Aliás, a união do metafórico Casal 20 já era apontada como indissolúvel desde os tempos de Sócrates. Sêneca era outro filósofo a recomendar enfaticamente que um indivíduo pusesse voluntariamente sua força à prova:
“Acaso há dúvida de que a força mais confiável é a que é invencível e não a que não sofre ataque, já que é duvidosa a robustez não colocada à prova, porém, é tida merecidamente como a mais confiável a firmeza que repele todos os ataques?”
A necessidade de se buscar a força - e não a segurança - era constantemente reforçada pelo eterno Professor Olavo de Carvalho, que adicionava à mistura altas doses de observação atenta e apaixonada da realidade, compondo um verdadeiro “trisal” filosófico; opinião, aliás, compartilhada por ninguém menos do que Jordan Peterson. Se a maior parte dessas afirmações passaram pelo crivo dos séculos e permanecem até hoje é porque muito provavelmente são verdadeiras, concorda?
Saindo da Filosofia e descendo novamente para o terra-a-terra da vida terrena, o que é mais gostoso do que chegar a um lugar acolhedor, depois de dirigir no frio?
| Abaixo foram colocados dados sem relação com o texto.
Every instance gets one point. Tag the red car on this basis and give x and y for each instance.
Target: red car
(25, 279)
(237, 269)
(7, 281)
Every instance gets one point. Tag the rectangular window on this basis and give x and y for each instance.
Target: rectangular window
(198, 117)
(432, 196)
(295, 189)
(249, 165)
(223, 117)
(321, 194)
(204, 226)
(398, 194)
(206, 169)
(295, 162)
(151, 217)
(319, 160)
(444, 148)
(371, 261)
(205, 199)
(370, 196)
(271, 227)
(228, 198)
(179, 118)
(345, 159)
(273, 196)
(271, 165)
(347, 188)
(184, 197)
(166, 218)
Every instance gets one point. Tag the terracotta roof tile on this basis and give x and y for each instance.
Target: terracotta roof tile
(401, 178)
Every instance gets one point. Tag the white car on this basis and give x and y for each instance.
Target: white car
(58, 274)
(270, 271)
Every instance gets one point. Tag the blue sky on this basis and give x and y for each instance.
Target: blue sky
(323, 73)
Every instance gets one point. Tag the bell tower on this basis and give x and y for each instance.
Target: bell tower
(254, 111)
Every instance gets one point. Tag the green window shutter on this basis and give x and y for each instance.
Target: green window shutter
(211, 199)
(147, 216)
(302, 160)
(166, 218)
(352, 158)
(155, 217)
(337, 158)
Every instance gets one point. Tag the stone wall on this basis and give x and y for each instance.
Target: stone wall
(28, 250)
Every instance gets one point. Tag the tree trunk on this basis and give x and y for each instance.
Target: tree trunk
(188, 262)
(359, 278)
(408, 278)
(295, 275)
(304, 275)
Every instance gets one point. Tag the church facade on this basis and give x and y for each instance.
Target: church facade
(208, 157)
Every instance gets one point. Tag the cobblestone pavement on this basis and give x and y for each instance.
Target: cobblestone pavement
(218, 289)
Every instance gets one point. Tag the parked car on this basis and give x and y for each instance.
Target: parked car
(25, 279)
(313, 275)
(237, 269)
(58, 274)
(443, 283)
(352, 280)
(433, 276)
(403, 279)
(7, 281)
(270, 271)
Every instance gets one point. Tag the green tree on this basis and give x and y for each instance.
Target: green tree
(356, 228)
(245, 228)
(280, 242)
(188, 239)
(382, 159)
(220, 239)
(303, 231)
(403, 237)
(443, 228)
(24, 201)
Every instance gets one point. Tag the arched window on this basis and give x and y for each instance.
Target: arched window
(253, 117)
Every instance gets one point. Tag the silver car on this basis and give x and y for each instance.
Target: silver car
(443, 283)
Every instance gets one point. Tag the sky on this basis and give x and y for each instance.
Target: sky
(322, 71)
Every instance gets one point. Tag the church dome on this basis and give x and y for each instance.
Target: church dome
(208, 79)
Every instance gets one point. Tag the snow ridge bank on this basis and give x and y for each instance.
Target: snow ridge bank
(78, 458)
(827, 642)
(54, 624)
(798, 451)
O que é mais prazeroso do que vestir uma roupa quentinha e sentir-se pronto para matar o leão do dia, depois de tomar banho num chuveiro ligado no modo Elsa, jorrando gelo em vez de água?
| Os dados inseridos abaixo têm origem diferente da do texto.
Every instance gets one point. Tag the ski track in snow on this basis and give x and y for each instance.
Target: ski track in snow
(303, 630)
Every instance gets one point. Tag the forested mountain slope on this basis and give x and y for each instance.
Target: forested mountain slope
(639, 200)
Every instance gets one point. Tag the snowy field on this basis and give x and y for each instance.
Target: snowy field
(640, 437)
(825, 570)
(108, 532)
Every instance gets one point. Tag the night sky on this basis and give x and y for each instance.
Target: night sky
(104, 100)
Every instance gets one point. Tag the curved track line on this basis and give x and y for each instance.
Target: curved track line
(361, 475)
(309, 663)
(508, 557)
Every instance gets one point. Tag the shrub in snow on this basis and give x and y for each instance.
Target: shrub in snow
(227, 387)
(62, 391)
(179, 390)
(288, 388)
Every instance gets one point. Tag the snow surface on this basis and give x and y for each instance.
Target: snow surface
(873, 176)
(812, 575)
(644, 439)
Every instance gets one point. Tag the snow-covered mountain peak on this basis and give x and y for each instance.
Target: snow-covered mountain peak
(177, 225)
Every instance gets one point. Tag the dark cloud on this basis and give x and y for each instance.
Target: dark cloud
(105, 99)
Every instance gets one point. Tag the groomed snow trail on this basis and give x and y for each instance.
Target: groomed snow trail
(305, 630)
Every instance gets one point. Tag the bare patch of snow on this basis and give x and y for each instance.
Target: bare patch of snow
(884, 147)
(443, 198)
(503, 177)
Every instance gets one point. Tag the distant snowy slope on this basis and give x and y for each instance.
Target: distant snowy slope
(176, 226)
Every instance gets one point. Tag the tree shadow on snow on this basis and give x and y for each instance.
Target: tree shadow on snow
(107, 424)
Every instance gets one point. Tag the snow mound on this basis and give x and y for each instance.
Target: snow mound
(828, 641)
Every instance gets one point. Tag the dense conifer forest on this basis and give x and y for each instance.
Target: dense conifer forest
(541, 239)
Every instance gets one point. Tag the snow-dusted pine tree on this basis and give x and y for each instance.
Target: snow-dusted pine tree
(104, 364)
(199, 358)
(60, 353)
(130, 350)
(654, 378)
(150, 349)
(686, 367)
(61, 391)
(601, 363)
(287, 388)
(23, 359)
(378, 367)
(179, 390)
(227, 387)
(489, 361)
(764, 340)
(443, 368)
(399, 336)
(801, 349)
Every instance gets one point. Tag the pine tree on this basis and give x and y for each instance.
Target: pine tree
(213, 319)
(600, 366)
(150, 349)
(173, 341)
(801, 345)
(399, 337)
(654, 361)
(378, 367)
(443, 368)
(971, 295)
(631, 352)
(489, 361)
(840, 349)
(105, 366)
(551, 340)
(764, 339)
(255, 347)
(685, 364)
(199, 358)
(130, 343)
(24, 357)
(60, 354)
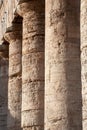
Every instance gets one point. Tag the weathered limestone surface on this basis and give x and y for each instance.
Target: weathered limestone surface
(84, 60)
(3, 87)
(33, 64)
(14, 37)
(62, 66)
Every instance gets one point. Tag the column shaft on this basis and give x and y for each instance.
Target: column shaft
(33, 65)
(84, 61)
(14, 37)
(62, 66)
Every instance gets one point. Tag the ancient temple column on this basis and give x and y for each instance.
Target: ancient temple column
(32, 64)
(14, 37)
(84, 61)
(62, 66)
(3, 86)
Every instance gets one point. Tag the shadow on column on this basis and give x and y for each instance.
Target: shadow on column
(73, 67)
(3, 85)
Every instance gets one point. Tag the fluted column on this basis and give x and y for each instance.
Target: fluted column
(84, 61)
(14, 37)
(32, 64)
(62, 66)
(3, 86)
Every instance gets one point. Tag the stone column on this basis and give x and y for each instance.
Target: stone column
(3, 86)
(84, 60)
(14, 37)
(62, 66)
(32, 64)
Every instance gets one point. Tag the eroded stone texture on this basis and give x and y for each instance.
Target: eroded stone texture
(14, 37)
(3, 87)
(33, 64)
(84, 60)
(62, 66)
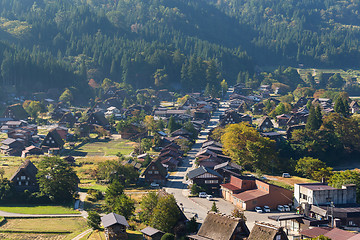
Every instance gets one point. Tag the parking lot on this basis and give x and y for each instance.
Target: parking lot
(227, 207)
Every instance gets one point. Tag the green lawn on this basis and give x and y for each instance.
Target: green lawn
(105, 148)
(38, 209)
(45, 225)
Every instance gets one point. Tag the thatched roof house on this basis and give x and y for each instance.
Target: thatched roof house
(221, 227)
(265, 231)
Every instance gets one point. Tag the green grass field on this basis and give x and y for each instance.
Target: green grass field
(45, 224)
(38, 209)
(105, 148)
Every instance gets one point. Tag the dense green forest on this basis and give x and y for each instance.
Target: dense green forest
(178, 44)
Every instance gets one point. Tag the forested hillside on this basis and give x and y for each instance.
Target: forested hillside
(178, 44)
(313, 32)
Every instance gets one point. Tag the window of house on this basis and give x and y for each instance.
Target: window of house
(211, 181)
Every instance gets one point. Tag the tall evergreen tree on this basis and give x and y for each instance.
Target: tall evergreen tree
(313, 121)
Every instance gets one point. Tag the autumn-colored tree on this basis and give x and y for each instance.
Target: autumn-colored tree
(248, 148)
(308, 165)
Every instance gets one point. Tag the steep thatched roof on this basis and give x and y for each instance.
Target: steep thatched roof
(18, 111)
(28, 168)
(265, 231)
(222, 227)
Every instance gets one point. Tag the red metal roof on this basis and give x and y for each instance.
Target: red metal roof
(339, 234)
(315, 232)
(230, 187)
(250, 195)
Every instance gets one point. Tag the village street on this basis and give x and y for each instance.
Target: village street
(177, 184)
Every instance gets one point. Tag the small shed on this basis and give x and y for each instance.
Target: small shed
(115, 226)
(150, 233)
(265, 231)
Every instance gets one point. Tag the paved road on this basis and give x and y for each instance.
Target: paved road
(81, 235)
(177, 183)
(8, 214)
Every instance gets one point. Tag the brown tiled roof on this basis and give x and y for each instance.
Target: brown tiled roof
(230, 187)
(221, 227)
(339, 234)
(29, 168)
(264, 231)
(250, 195)
(356, 237)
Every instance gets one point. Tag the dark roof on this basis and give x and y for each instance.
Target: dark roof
(56, 136)
(29, 168)
(315, 232)
(113, 218)
(100, 117)
(8, 141)
(286, 217)
(162, 170)
(221, 227)
(263, 119)
(265, 231)
(149, 231)
(18, 111)
(201, 170)
(250, 194)
(317, 186)
(230, 164)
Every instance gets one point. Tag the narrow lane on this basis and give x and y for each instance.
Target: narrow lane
(177, 184)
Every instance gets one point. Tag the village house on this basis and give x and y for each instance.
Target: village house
(150, 233)
(16, 112)
(354, 107)
(12, 147)
(115, 226)
(320, 201)
(68, 119)
(31, 150)
(300, 102)
(228, 169)
(266, 231)
(98, 118)
(25, 177)
(206, 178)
(331, 233)
(208, 161)
(52, 143)
(218, 226)
(249, 192)
(155, 172)
(282, 120)
(265, 123)
(232, 117)
(170, 163)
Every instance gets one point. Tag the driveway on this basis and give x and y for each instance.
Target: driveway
(177, 184)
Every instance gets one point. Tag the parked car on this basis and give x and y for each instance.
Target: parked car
(281, 208)
(266, 209)
(202, 194)
(287, 208)
(286, 175)
(209, 197)
(154, 184)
Quem me acompanha por aqui já sabe que eu gosto de correr. Se tem uma coisa que aprendi nos 12 + 1 anos praticando a sagrada arte de moer as canelas foi esta: se seu objetivo é “apenas” manter a saúde (e não há nada de errado nisso, pelo contrário!), correr 10 km em uma hora durante 5 anos certamente irá ajudá-lo a atingir esta meta.
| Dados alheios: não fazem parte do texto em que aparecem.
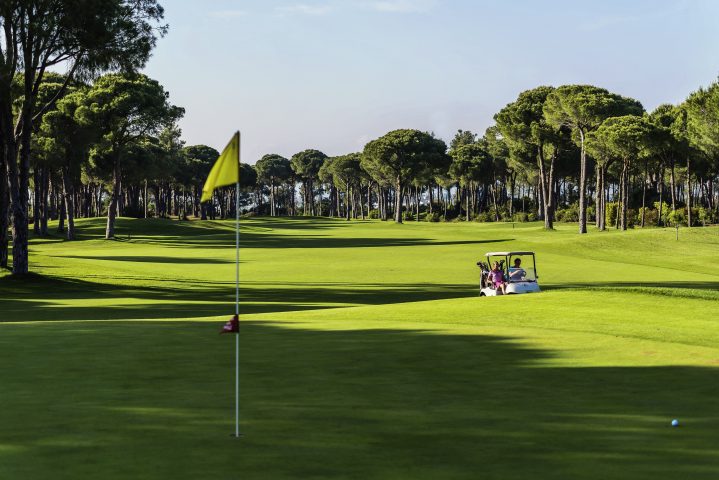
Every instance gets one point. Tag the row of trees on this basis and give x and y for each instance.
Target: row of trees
(38, 35)
(102, 139)
(550, 148)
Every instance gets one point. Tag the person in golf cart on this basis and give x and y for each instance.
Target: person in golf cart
(496, 277)
(517, 273)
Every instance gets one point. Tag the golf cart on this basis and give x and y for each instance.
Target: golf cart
(518, 280)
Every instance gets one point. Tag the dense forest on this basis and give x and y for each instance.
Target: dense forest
(103, 140)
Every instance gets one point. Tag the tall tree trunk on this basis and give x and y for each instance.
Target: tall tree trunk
(44, 195)
(598, 197)
(625, 190)
(4, 212)
(689, 193)
(36, 203)
(114, 198)
(348, 193)
(673, 185)
(398, 200)
(68, 192)
(644, 190)
(582, 185)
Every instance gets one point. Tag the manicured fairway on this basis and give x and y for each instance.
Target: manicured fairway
(365, 353)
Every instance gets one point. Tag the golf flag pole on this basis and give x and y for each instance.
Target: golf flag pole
(237, 292)
(226, 172)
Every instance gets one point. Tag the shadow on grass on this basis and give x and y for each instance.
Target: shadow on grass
(709, 290)
(40, 298)
(306, 232)
(372, 403)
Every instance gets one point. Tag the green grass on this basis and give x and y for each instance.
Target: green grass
(365, 353)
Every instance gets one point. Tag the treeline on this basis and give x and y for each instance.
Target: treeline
(102, 140)
(573, 153)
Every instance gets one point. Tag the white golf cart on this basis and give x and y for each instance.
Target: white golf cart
(519, 269)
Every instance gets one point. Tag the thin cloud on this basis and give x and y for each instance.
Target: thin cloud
(304, 9)
(400, 6)
(227, 13)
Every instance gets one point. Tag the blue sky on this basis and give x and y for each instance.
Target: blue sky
(333, 74)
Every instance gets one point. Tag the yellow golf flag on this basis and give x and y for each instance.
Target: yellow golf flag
(226, 170)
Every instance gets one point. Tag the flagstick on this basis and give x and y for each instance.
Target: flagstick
(237, 292)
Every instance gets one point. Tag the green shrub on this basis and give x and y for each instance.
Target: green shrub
(704, 216)
(591, 212)
(485, 217)
(650, 216)
(678, 217)
(612, 210)
(569, 214)
(408, 216)
(665, 212)
(520, 217)
(433, 217)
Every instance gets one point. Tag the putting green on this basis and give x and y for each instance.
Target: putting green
(365, 353)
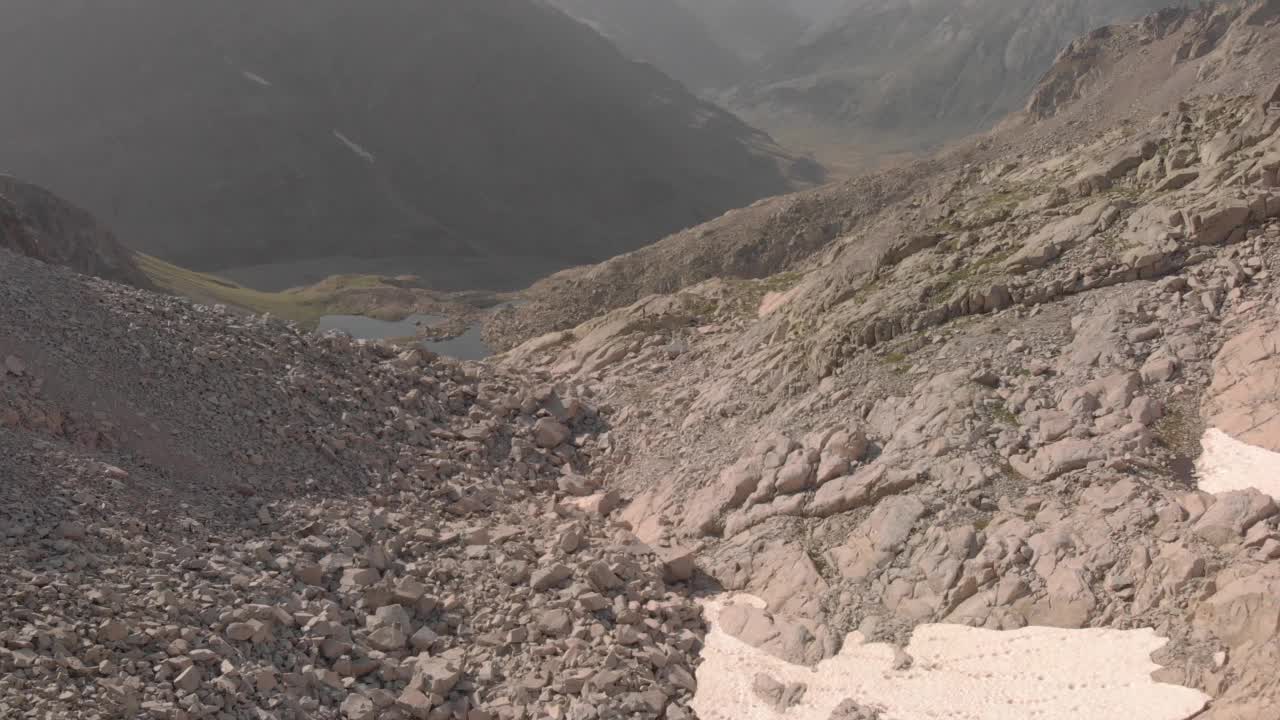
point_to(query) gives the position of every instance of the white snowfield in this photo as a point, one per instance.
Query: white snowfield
(1228, 464)
(959, 673)
(256, 78)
Entretanto, se você quer melhorar como corredor - e 99,875% dos corredores querem -, o que você tem que fazer são treinos de tiro. Sim, aqueles treinos que fazem um sujeito pedir aos prantos o colo da mamãe; treinos que terminam fazendo os cambitos do corredor tremerem mais que gelatina, como este que eu relatei aqui 2 . E como diria Seu Creysson: “E não é só Wilson”: há também os intermináveis longões, onde você vai num ritmo mais lento, mas passa (muito) mais tempo correndo, como esse que fiz em Fortaleza 3 .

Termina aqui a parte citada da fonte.